Some dark thoughts crossed my mind. Along the lines of flipping the chess board over. I should have bailed. It was the charge of the light brigade. Remember this story when you read Vanity Faer. Whatever that means.

Monday, February 07, 2005


Ruben Ponce. 6am, having coffee and a roll from the roach-coach.

The dudes from Jalisco. Manuel and Tomas, cooking up some vittles.

My neigbhor's kid Eliana, showing off her iguana.
Who won the Superbowl?

Not that I really care. But it is something that people ask. What was I doing instead? I was kicking it with the neigbhors. I don't do bullshit sport holidays. O, maybe I once or twice did. I thought it would be nice to fit in. But it's not something I take very seriously.

I managed to wake up at 4:45 am and meet Ponce in his driveway for the trip to the Swap-Meet. I'd been saying I was going to accompany Ponce up there for years. Yesterday I actually woke up, got dressed and hit the road. It was raining lightly.

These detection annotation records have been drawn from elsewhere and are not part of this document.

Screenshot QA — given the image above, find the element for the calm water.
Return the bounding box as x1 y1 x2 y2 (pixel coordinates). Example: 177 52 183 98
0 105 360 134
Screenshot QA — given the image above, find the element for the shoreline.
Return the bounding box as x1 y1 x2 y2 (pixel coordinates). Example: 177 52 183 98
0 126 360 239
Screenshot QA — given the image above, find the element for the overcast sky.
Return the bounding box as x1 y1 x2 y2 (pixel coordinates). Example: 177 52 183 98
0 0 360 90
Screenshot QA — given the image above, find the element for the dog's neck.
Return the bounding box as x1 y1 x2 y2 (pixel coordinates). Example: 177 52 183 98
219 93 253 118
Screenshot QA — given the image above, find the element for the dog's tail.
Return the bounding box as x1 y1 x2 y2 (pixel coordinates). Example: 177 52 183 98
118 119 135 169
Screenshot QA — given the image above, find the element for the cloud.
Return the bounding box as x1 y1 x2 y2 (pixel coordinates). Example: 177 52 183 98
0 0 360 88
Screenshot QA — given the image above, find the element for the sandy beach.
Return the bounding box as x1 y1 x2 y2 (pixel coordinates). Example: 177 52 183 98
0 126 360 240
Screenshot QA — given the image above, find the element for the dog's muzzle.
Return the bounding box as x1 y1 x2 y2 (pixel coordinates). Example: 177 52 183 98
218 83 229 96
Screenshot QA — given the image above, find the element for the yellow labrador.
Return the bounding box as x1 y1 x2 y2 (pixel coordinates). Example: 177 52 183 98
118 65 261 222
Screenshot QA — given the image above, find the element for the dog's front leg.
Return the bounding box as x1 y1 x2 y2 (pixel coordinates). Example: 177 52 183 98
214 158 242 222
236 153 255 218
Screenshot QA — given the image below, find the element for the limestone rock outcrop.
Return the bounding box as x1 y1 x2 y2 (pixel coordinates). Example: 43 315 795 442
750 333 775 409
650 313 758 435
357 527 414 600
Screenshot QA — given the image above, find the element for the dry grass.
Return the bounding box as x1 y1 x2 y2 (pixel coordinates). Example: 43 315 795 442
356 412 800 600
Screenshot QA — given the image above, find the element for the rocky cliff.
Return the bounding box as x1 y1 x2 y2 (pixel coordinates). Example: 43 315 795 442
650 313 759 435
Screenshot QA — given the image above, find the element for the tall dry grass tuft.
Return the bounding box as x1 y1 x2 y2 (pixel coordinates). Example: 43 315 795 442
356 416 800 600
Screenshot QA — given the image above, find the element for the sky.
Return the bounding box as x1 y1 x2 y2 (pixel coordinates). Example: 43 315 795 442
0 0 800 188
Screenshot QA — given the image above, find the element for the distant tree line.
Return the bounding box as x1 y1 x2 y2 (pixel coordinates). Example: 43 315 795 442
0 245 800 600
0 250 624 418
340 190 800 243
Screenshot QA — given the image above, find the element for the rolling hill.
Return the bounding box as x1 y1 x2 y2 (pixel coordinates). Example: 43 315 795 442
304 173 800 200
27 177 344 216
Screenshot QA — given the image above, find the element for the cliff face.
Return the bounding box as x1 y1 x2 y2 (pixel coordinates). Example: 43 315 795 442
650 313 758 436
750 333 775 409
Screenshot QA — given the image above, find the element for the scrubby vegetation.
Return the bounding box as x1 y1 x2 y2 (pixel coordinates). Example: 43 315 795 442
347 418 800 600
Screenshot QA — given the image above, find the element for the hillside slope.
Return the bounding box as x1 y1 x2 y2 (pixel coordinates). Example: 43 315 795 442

Ponce is crazy about the Azusa Swap-Meet. I guess he's been going every Sunday for the last 40 years. It's goddamned far too. It was an hour ride in the dark cab of Ponce's truck. And I was fucking tired. And yet it was nice. The occasional thwap of the wiper blades acroos the windhsield. And the daylight still not awake. We were on the 210 freeway, along the Foothills. And there was hardly another car. Just big rigs. Rolling and Shifting. Ponce as always wears his flannel jacket and Sprinkler Fitter's baseball cap. We said little. I slept for twenty minutes there in the cab.

The swapmeet itself is kind of a letdown. It's just a big old flea market really. Biggest one I'd ever seen. The most curious thing was the class of vehicles all the traders rode in with their stuff. I'd never seen so many old trucks. Fords and Chevys. All from the 70s. Funky-ass camper shells. Trailers. Dodge camper vans with louvered windows. And they all CHUMPF CHUMPF CHUMPF at idle. If you stand behind one you feel like you're going to faint from the exhaust fumes.

Mostly Mexicans. So many guys wear cowboy hats, and boots. While they set up their stalls and tarpaulins. Their kids sleep on the front seats of cluttered vans. Very social.

I spent most of the day sleeping. I slept in my clothes. Lovely and warm. Dark and overcast outside.

That night I found myself wondering what the hell to do. Everyone was off at Superbowl parties. That is a big fucking deal for people here. My neigbhors next door (on the other side from ponce) were drinking and barbecuing. I could smell their backyard fire for hours. I loved the woodsmoke in the afternoon. It brings me back to little towns in Chile and Mexico. I felt shy, but I went over anyhow. It was cool. They made me some slabs of meat, and brought out a bottle of Pueblo Viejo tequila. And we drank.

We all expressed the same sentiment. That in this country you just work and work and work and it never leads anywhere. I'd be more succesful if I was watching the superbowl. But instead I'm drinking tequila and listening to mariachi with the neigbhors.